Machine Translation and the use of Machine Learning, Artificial Intelligence and Language Processing technologies has gotten a lot of attention in the last couple of years. The most recent hype cycle of note started with Google’s 2016 research paper about its Neural Machine Translation (NMT) system and subsequent announcement that their flagship product Google Translate was switching to an NMT engine. The marked improvement in translation quality sparked a wave of media coverage and announcements from other players in the industry that they too are moving to NMT. This includes Andovar’s Machine Translation (MT) partner Omniscien, who have not only built their own NMT engines but also created a set of tools to prepare content for MT and improve the output further.
Let’s start with a short definition of Neural Machine Translation courtesy of Wikipedia:
Neural machine translation (NMT) is an approach to machine translation that uses a large artificial neural network to predict the likelihood of a sequence of words, typically modeling entire sentences in a single integrated model.
Understood?
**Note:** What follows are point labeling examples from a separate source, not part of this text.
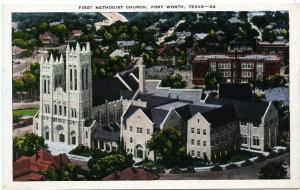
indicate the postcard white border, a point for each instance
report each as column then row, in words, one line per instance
column 294, row 11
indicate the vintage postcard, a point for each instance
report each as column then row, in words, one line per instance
column 185, row 96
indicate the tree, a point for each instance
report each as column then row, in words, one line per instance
column 169, row 145
column 273, row 170
column 211, row 80
column 27, row 145
column 51, row 174
column 103, row 164
column 70, row 173
column 174, row 81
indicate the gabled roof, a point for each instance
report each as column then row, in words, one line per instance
column 101, row 133
column 131, row 173
column 253, row 111
column 236, row 91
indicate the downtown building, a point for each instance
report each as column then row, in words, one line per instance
column 74, row 109
column 235, row 67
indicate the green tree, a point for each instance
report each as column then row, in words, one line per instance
column 273, row 170
column 109, row 163
column 51, row 174
column 174, row 81
column 27, row 145
column 211, row 80
column 169, row 145
column 70, row 173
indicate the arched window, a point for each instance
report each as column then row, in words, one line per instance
column 60, row 110
column 86, row 78
column 82, row 79
column 75, row 79
column 47, row 135
column 48, row 86
column 71, row 83
column 45, row 86
column 55, row 109
column 61, row 137
column 65, row 110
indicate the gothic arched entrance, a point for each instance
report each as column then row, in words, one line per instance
column 139, row 151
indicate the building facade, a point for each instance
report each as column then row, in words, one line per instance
column 65, row 113
column 235, row 68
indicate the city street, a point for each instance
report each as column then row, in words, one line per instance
column 18, row 132
column 250, row 172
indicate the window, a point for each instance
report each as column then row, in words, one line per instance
column 48, row 86
column 75, row 79
column 204, row 155
column 45, row 86
column 192, row 130
column 60, row 110
column 255, row 124
column 61, row 137
column 244, row 139
column 65, row 110
column 86, row 78
column 255, row 141
column 71, row 82
column 243, row 123
column 74, row 140
column 47, row 135
column 55, row 109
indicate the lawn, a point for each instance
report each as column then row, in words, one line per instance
column 240, row 155
column 21, row 112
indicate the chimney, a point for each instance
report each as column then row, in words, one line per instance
column 142, row 78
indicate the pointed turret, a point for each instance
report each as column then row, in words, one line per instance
column 77, row 47
column 51, row 58
column 88, row 47
column 61, row 58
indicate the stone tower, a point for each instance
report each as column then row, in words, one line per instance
column 65, row 114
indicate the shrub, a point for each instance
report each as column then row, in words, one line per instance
column 272, row 154
column 216, row 168
column 175, row 171
column 281, row 151
column 247, row 163
column 260, row 158
column 231, row 166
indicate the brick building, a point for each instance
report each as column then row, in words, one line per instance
column 236, row 68
column 279, row 48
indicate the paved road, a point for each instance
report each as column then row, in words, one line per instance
column 169, row 32
column 250, row 172
column 23, row 105
column 187, row 76
column 18, row 132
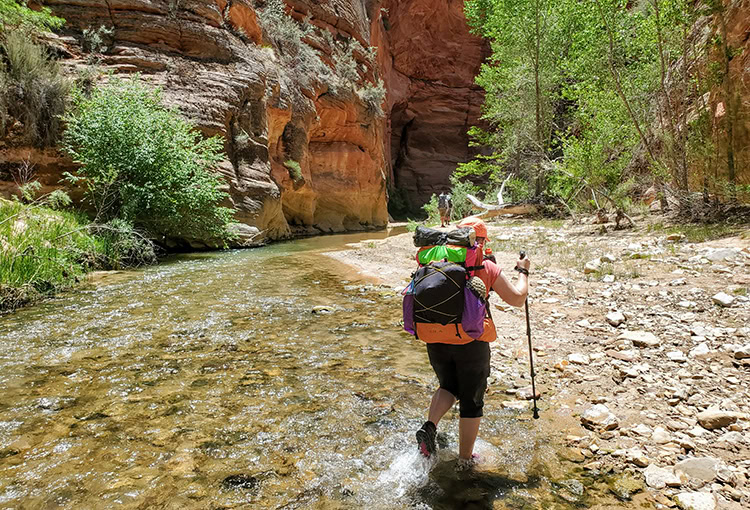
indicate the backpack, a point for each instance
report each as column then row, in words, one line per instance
column 444, row 201
column 438, row 305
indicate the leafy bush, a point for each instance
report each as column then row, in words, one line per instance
column 286, row 35
column 430, row 208
column 39, row 251
column 295, row 171
column 307, row 68
column 461, row 204
column 373, row 96
column 33, row 90
column 141, row 162
column 119, row 244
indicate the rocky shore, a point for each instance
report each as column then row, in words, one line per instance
column 642, row 351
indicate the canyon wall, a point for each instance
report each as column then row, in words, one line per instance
column 429, row 61
column 219, row 67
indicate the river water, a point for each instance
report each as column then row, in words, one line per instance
column 208, row 382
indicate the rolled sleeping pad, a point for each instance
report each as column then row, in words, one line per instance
column 425, row 236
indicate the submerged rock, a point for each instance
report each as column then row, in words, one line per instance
column 599, row 417
column 240, row 481
column 624, row 486
column 700, row 468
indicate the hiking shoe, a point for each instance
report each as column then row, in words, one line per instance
column 426, row 439
column 467, row 464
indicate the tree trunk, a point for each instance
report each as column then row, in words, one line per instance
column 728, row 105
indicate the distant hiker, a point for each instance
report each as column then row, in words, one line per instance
column 445, row 204
column 458, row 351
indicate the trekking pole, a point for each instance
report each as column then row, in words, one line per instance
column 531, row 351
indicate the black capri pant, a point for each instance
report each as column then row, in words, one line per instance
column 463, row 370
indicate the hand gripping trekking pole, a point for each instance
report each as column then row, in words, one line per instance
column 531, row 351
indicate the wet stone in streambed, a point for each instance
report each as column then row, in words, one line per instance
column 240, row 482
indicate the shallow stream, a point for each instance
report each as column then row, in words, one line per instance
column 208, row 382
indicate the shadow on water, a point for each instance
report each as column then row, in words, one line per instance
column 245, row 379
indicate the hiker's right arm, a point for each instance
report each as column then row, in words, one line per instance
column 514, row 295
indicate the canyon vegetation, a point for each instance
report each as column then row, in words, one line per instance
column 195, row 124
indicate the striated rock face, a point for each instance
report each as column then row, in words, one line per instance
column 429, row 61
column 216, row 64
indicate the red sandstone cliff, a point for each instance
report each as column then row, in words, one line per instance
column 215, row 64
column 429, row 61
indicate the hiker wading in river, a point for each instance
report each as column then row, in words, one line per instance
column 462, row 363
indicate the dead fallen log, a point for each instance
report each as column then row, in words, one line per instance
column 492, row 210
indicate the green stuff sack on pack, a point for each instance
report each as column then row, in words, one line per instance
column 455, row 254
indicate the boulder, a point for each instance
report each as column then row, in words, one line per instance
column 696, row 501
column 716, row 418
column 641, row 338
column 593, row 266
column 742, row 352
column 700, row 468
column 723, row 299
column 659, row 478
column 599, row 417
column 699, row 351
column 615, row 318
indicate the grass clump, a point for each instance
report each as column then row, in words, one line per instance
column 697, row 232
column 33, row 90
column 43, row 250
column 144, row 164
column 15, row 15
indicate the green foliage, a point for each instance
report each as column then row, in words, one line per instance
column 431, row 210
column 461, row 204
column 33, row 90
column 96, row 41
column 43, row 251
column 594, row 95
column 295, row 170
column 143, row 163
column 15, row 15
column 307, row 69
column 373, row 96
column 120, row 245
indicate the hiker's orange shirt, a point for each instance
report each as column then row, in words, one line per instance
column 439, row 334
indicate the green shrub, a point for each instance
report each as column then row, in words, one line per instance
column 286, row 34
column 33, row 90
column 461, row 204
column 40, row 251
column 141, row 162
column 373, row 95
column 119, row 244
column 295, row 171
column 430, row 209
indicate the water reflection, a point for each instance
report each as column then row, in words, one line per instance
column 209, row 382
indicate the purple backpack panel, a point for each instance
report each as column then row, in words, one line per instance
column 475, row 311
column 408, row 309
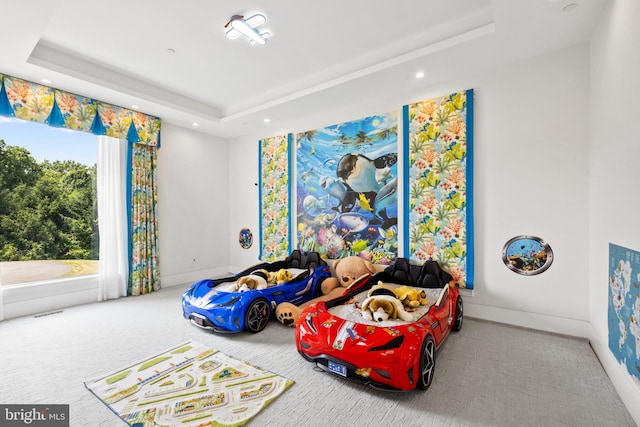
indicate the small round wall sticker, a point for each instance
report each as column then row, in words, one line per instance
column 245, row 238
column 527, row 255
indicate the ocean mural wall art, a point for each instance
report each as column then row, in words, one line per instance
column 624, row 308
column 346, row 189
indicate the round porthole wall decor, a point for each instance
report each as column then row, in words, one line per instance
column 245, row 238
column 527, row 255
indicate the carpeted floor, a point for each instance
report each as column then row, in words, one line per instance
column 488, row 374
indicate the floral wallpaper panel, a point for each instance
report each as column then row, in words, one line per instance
column 275, row 187
column 438, row 136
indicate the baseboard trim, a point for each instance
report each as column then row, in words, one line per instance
column 193, row 276
column 542, row 322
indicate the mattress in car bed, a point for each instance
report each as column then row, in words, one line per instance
column 231, row 286
column 351, row 309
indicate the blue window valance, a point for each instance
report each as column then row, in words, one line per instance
column 38, row 103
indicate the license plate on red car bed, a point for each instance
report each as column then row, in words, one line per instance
column 197, row 320
column 337, row 368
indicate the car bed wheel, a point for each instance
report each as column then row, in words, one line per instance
column 457, row 325
column 257, row 315
column 427, row 363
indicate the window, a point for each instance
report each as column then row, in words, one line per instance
column 48, row 209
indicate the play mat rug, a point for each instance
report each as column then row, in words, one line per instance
column 188, row 385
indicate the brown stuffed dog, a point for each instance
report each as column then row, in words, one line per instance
column 382, row 304
column 258, row 279
column 411, row 297
column 347, row 270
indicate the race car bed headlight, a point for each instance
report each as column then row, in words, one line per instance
column 309, row 321
column 394, row 343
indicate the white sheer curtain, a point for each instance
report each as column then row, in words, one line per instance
column 112, row 218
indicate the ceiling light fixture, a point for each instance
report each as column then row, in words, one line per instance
column 238, row 25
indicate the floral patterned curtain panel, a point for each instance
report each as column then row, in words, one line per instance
column 35, row 102
column 144, row 276
column 275, row 204
column 38, row 103
column 438, row 145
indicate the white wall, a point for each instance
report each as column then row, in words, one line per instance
column 243, row 201
column 614, row 153
column 193, row 205
column 531, row 177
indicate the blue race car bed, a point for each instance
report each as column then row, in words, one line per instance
column 229, row 305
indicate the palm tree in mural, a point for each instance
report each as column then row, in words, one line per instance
column 385, row 134
column 308, row 135
column 38, row 106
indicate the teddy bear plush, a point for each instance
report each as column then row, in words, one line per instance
column 282, row 275
column 346, row 271
column 412, row 298
column 382, row 304
column 258, row 279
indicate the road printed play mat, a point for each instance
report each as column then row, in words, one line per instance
column 188, row 385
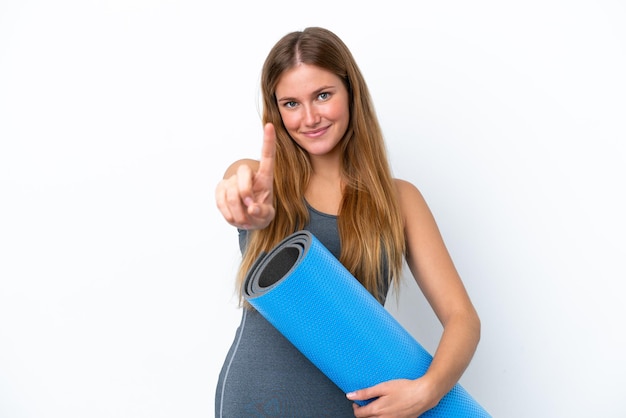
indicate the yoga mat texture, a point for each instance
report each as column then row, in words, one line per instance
column 316, row 303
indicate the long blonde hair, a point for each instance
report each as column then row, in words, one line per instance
column 369, row 220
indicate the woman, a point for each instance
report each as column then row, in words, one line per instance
column 323, row 167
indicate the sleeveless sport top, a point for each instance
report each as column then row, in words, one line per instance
column 264, row 375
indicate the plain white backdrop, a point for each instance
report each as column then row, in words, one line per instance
column 118, row 117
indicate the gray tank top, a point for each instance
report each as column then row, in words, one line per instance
column 264, row 375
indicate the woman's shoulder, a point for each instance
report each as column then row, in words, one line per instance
column 409, row 196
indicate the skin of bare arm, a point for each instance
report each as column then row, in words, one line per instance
column 245, row 195
column 433, row 269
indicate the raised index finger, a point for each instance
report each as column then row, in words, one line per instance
column 268, row 152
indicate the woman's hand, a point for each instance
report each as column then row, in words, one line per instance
column 396, row 398
column 245, row 195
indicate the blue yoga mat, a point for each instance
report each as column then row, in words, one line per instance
column 316, row 303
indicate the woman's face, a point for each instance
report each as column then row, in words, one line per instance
column 313, row 105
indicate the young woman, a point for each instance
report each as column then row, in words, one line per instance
column 323, row 167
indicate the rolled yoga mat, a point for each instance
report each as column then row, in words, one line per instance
column 316, row 303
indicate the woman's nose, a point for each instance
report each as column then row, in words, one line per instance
column 311, row 116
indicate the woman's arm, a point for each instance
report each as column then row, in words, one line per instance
column 437, row 277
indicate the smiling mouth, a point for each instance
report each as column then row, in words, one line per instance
column 316, row 132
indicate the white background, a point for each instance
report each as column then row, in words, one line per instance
column 117, row 119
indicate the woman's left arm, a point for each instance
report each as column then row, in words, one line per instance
column 435, row 273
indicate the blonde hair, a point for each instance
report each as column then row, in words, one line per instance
column 369, row 220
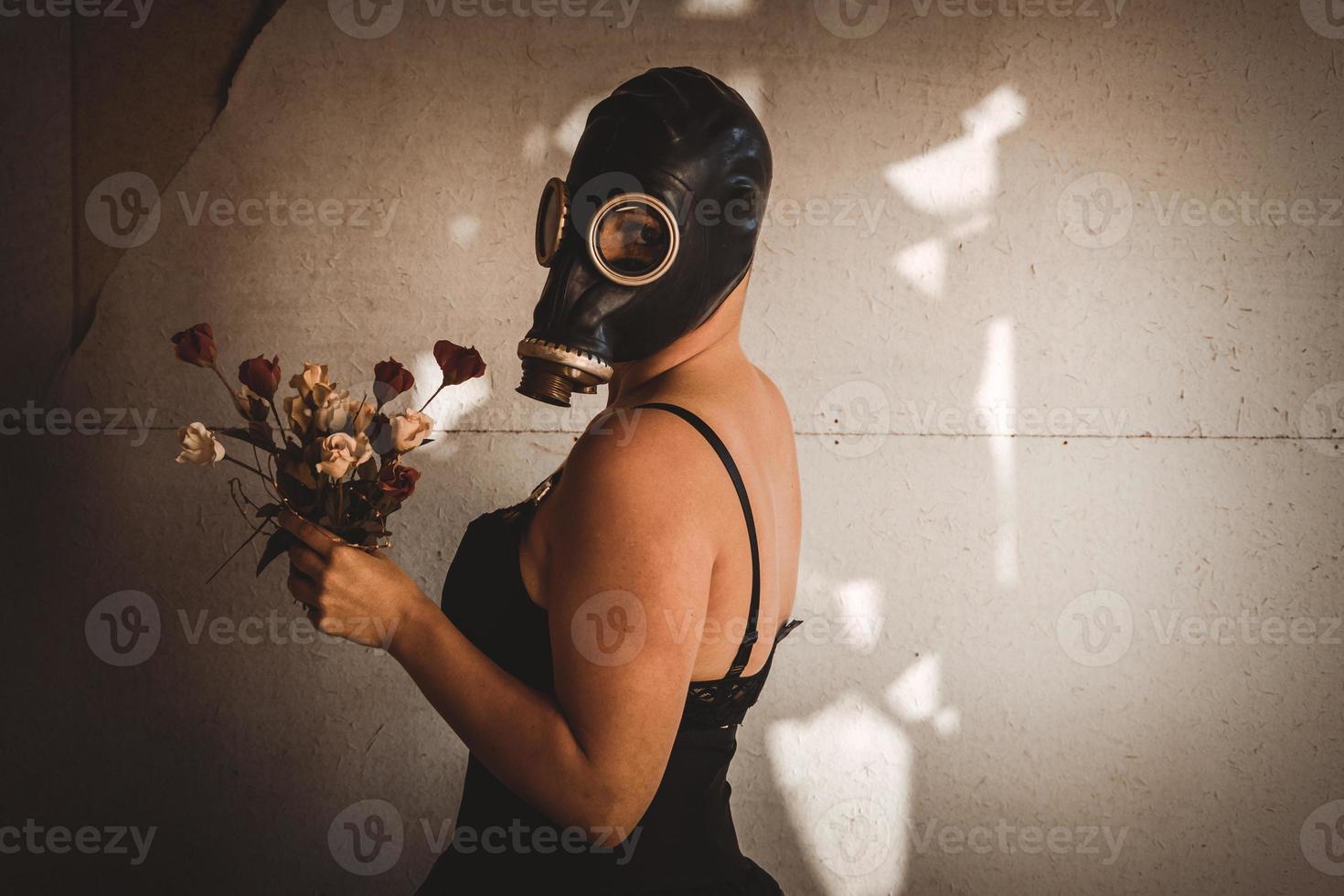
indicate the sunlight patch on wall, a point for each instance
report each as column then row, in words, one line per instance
column 535, row 144
column 463, row 229
column 925, row 266
column 566, row 136
column 915, row 696
column 955, row 183
column 995, row 400
column 846, row 779
column 452, row 403
column 717, row 10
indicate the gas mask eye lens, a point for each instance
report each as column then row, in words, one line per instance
column 634, row 240
column 549, row 220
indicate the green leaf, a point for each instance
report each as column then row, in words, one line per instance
column 276, row 546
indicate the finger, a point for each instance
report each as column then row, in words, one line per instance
column 306, row 560
column 314, row 536
column 304, row 589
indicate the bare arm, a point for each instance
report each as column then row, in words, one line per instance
column 636, row 572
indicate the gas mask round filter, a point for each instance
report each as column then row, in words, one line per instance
column 628, row 275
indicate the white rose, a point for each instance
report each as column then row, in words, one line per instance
column 342, row 452
column 411, row 429
column 199, row 446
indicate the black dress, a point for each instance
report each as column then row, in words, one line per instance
column 686, row 841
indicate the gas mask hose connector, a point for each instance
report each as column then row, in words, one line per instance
column 545, row 384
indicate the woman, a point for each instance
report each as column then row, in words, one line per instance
column 598, row 644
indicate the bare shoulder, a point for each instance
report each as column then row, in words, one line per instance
column 641, row 468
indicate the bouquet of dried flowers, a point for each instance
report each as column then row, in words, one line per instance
column 331, row 458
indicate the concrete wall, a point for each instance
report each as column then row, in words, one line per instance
column 1072, row 559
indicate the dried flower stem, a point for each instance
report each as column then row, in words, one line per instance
column 246, row 466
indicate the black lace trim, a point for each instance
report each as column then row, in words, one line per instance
column 718, row 704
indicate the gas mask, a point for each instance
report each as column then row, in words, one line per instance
column 654, row 228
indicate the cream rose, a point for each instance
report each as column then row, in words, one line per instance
column 342, row 452
column 199, row 446
column 311, row 378
column 411, row 429
column 332, row 411
column 300, row 415
column 360, row 415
Good. Not understood? Even better. There’s a whole ocean of misinformation waiting for you.
Media coverage and discussion of MT is extremely polarized. On one hand, we have the MT providers and mainstream media that tend to repeat their most exaggerated claims to get readers’ attention. You can recognize those articles by their repeated use of catch-phrases such as "Babel Fish", "singularity" or "Star Trek’s Universal Translator".
One doesn't need to search long to find different attitudes to MT expressed by translators. These typically fall into one of the following three categories:
So is an MT revolution just around the corner? Will it render all translators unemployed, obliterate the need to learn languages and bring about world peace? Or is it all just snake oil for the gullible?
Anyone with any real knowledge of MT will reply that the truth lies in the middle.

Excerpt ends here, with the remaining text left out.